However, in some cases, our model might predict an absence, but our testing data says there is a presence there. This would be a false negative. The last category is if our model predicts a presence, but our training data says that site is an absence, this would be a false positive. These 4 categories are then used to make a simple table, as shown below:
Classic confusion matrix layout
Read up more on confusion matrices here.
Let’s say we set a threshold where any prediction over 50% is a presence. Let’s see what our confusion matrix is for our test data:
cm <- confMatrix(rf_model, test = test, th = 0.5)
cm_format <- as.data.frame(rbind(c('Positive',cm[,2],cm[,3]), c('Negative',cm[,4],cm[,5])))

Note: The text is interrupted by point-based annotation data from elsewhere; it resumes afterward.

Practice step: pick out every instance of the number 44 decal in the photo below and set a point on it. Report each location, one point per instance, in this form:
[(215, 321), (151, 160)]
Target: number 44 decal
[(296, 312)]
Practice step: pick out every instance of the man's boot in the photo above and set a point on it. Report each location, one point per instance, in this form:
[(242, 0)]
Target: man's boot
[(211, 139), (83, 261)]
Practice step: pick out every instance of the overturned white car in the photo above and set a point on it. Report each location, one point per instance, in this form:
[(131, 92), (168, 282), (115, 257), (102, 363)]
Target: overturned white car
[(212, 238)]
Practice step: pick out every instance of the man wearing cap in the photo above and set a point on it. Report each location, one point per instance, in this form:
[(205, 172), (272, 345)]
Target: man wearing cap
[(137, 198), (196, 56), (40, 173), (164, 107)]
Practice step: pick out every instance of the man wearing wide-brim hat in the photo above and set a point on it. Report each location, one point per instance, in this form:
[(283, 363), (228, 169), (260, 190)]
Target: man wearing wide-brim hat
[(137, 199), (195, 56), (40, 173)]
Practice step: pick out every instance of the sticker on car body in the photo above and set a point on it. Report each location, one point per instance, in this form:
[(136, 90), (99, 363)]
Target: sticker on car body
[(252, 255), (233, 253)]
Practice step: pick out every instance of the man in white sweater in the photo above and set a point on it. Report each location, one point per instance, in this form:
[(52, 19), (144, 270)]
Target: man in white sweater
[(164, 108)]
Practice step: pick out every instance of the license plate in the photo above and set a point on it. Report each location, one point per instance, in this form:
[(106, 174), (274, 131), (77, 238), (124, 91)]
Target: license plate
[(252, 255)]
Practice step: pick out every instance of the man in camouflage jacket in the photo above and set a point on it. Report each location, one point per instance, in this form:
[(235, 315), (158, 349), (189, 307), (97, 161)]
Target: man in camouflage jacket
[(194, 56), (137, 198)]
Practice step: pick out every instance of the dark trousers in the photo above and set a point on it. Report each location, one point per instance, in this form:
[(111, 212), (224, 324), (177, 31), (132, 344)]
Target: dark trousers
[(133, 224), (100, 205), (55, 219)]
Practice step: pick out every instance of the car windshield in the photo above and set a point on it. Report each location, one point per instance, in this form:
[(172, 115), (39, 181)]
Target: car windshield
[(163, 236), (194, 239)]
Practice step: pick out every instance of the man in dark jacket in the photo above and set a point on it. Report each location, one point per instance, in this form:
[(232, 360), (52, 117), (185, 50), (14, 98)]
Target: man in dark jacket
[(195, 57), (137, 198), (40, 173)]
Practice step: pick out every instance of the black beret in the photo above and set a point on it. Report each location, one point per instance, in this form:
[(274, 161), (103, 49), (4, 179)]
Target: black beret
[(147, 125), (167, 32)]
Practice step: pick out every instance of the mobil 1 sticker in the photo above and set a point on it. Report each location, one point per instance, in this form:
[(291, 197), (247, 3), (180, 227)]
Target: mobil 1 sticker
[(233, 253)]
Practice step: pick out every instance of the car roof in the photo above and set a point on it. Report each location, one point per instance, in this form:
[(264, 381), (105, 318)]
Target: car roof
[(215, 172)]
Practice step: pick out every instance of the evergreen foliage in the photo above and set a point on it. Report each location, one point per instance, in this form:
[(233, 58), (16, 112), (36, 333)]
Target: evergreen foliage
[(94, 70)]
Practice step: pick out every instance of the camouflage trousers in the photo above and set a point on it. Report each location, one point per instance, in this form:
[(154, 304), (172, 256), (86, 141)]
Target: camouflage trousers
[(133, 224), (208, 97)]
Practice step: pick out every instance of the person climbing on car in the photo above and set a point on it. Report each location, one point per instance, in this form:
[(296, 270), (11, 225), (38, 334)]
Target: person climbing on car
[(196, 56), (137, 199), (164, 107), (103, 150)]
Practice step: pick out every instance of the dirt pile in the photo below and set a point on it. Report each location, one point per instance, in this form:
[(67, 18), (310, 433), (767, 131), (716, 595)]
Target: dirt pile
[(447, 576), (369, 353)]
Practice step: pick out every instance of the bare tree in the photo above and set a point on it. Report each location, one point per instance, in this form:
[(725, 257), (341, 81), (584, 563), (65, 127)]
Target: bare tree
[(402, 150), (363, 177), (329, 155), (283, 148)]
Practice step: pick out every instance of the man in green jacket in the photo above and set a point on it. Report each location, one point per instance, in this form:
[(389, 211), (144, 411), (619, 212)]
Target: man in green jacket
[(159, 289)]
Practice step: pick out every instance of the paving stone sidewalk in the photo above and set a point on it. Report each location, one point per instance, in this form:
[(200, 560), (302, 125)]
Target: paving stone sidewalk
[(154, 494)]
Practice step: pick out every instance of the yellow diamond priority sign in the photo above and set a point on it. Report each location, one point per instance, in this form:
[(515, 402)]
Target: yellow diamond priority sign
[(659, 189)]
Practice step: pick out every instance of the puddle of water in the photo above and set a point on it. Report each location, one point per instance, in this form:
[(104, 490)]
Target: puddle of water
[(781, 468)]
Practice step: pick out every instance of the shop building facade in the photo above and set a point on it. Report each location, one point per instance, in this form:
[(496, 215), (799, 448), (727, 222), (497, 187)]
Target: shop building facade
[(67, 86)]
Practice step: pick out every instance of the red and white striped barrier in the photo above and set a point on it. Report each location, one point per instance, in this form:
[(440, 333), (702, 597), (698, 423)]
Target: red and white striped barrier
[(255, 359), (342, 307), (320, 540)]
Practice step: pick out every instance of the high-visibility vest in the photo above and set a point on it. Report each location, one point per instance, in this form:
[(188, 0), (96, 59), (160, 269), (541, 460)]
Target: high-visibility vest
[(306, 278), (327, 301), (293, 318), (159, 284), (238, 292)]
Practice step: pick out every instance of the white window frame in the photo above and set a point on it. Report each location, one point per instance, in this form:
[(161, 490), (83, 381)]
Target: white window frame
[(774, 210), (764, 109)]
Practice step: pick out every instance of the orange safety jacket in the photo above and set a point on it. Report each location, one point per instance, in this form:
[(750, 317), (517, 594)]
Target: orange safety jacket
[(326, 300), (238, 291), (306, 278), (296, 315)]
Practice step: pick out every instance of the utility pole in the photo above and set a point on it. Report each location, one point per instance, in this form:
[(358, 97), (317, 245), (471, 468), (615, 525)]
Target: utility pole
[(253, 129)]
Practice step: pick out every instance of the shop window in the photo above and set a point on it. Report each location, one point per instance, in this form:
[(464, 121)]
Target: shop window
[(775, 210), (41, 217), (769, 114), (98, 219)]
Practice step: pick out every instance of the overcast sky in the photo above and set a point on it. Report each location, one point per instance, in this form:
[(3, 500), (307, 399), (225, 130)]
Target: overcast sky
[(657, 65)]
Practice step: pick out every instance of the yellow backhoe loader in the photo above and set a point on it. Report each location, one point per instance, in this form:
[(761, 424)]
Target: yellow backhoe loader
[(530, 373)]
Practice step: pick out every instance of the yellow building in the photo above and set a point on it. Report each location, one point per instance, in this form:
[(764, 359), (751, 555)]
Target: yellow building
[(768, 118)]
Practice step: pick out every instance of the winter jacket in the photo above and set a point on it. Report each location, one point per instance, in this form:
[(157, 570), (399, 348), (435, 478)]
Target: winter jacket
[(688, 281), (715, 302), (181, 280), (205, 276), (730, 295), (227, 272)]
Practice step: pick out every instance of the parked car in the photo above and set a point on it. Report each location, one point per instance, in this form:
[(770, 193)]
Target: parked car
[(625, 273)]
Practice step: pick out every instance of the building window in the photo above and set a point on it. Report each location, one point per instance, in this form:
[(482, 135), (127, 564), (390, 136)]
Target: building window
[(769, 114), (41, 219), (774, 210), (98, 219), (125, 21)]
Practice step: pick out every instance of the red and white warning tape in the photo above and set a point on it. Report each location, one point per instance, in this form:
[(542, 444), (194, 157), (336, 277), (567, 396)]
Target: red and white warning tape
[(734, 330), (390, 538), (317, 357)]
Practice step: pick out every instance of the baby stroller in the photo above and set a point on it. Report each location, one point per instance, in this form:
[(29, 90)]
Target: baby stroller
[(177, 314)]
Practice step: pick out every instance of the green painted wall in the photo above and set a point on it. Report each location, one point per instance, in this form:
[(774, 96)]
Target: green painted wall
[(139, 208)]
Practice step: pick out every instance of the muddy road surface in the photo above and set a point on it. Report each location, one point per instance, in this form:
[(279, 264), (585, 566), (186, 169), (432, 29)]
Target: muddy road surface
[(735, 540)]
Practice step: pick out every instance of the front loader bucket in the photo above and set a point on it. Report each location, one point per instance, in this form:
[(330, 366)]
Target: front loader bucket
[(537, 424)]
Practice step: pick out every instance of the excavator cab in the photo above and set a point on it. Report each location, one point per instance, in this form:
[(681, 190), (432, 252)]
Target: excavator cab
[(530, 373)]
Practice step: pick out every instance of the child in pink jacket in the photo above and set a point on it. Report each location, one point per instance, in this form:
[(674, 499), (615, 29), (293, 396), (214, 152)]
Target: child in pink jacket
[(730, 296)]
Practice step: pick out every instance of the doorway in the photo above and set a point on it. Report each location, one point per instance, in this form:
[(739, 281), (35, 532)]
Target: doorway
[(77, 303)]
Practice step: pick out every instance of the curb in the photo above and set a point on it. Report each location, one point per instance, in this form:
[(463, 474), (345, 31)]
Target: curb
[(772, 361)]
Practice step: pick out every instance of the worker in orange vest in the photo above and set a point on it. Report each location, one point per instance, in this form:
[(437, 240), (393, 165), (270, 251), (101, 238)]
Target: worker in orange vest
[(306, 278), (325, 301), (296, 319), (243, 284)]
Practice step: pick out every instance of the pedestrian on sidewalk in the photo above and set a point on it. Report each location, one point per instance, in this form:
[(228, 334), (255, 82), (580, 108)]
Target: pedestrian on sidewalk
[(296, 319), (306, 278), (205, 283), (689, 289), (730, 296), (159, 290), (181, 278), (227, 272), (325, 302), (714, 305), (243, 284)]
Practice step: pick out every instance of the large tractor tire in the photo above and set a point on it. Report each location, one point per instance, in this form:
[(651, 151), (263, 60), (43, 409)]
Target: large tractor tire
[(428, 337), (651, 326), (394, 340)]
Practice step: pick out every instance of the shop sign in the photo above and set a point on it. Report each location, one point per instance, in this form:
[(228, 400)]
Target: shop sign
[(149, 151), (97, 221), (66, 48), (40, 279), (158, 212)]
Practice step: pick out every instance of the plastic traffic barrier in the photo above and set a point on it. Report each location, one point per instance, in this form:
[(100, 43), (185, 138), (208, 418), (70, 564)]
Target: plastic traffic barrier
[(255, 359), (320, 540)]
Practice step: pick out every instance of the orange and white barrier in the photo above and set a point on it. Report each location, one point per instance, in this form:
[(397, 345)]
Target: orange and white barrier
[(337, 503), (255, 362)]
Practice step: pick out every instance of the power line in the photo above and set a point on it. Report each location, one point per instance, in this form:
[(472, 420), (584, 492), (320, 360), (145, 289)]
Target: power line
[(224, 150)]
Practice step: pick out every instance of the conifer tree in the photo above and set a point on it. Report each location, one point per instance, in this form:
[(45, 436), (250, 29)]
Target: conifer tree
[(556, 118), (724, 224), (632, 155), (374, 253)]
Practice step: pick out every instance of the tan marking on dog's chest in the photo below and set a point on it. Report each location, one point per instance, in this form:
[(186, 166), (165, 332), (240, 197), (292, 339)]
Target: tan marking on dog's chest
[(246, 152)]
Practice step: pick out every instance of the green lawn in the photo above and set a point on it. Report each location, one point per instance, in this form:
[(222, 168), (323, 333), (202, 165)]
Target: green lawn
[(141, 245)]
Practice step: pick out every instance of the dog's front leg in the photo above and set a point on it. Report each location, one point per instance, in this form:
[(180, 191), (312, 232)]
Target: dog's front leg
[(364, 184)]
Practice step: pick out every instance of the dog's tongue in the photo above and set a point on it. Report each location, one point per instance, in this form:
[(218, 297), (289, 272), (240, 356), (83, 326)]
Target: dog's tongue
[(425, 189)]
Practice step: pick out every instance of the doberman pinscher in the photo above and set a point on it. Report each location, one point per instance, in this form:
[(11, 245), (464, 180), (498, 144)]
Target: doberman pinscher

names(cm_format) <- c('Predicted classes','Positive', 'Negative')
# rownames(cm_format) <- c('Positive', 'Negative')
sketch = htmltools::withTags(table(
class = 'display',
thead(
tr(
th(rowspan = 2, 'Predicted classes'),
th(colspan = 2, 'Actual classes'),
),
tr(
lapply(rep(c('Positive', 'Negative'), 1), th)
)
)
))
DT::datatable(cm_format, container = sketch, rownames = F)
Our results here suggest that there are 33 true positives and 26 true negatives. However, we have incorrectly classified a few points. There are 12 false positives and 5.
The first, very simple evaluation metric we can use is accuracy. This simply calculates the number of observations correctly classified (true) over all of the observations:
\[ Accuracy = ((True Positive + True Negative) / Total Observations) * 100 \]
In our case our formula is:
\[ Accuracy = ((33 + 26) / 83 ) * 100 \] \[ Accuracy = 71.08 % \]
Accuracy is just one very simple measure of how well a model performs and many would argue not reliable. Values above 70% may be doing a decent to very good job. Anything below 50% is performing worse than chance and is a poor performing model.
There are a few other metrics we could use, such as the True Skill Statistic (TSS) or the Area Under Curve (AUC).
The formula for TSS is:
\[ TSS = True Positive Rate + True Negative Rate - 1 \] where: \[ True Positive Rate = True Positives / (True Positives + False Negatives) \] and:
\[ True Negative Rate = True Negatives / (True Negatives + False Positives) \]
So, to calculate our TSS from our confusion matrix we can substitute in our values from our confusion matrix, we first calculate our True Positive Rate:
\[ True Positive Rate = 33 / (33 + 5) = 0.87 \]
Followed by our True Negative Rate:
\[ True Negative Rate = 26 / (26 + 12) = 0.68 \]
And then combine them together in our TSS formula:
\[ TSS = True Positive Rate + True Negative Rate - 1 = 0.87 + 0.68 - 1 = 0.55 \]
AUC is slightly different. It is independent of the classification threshold value, because it is an aggregated value of testing the true positive rate versus false positive rate at several different threshold values (varying from 0, where all values are classified as positives, to 1 where all values are classified as negatives). It is calculated as the integral of the area under the curve of the receiver operator curve (ROC), as shown below:
An example of a Receiver Operator Curve. AUC is the value of the Area Under Curve of the ROC.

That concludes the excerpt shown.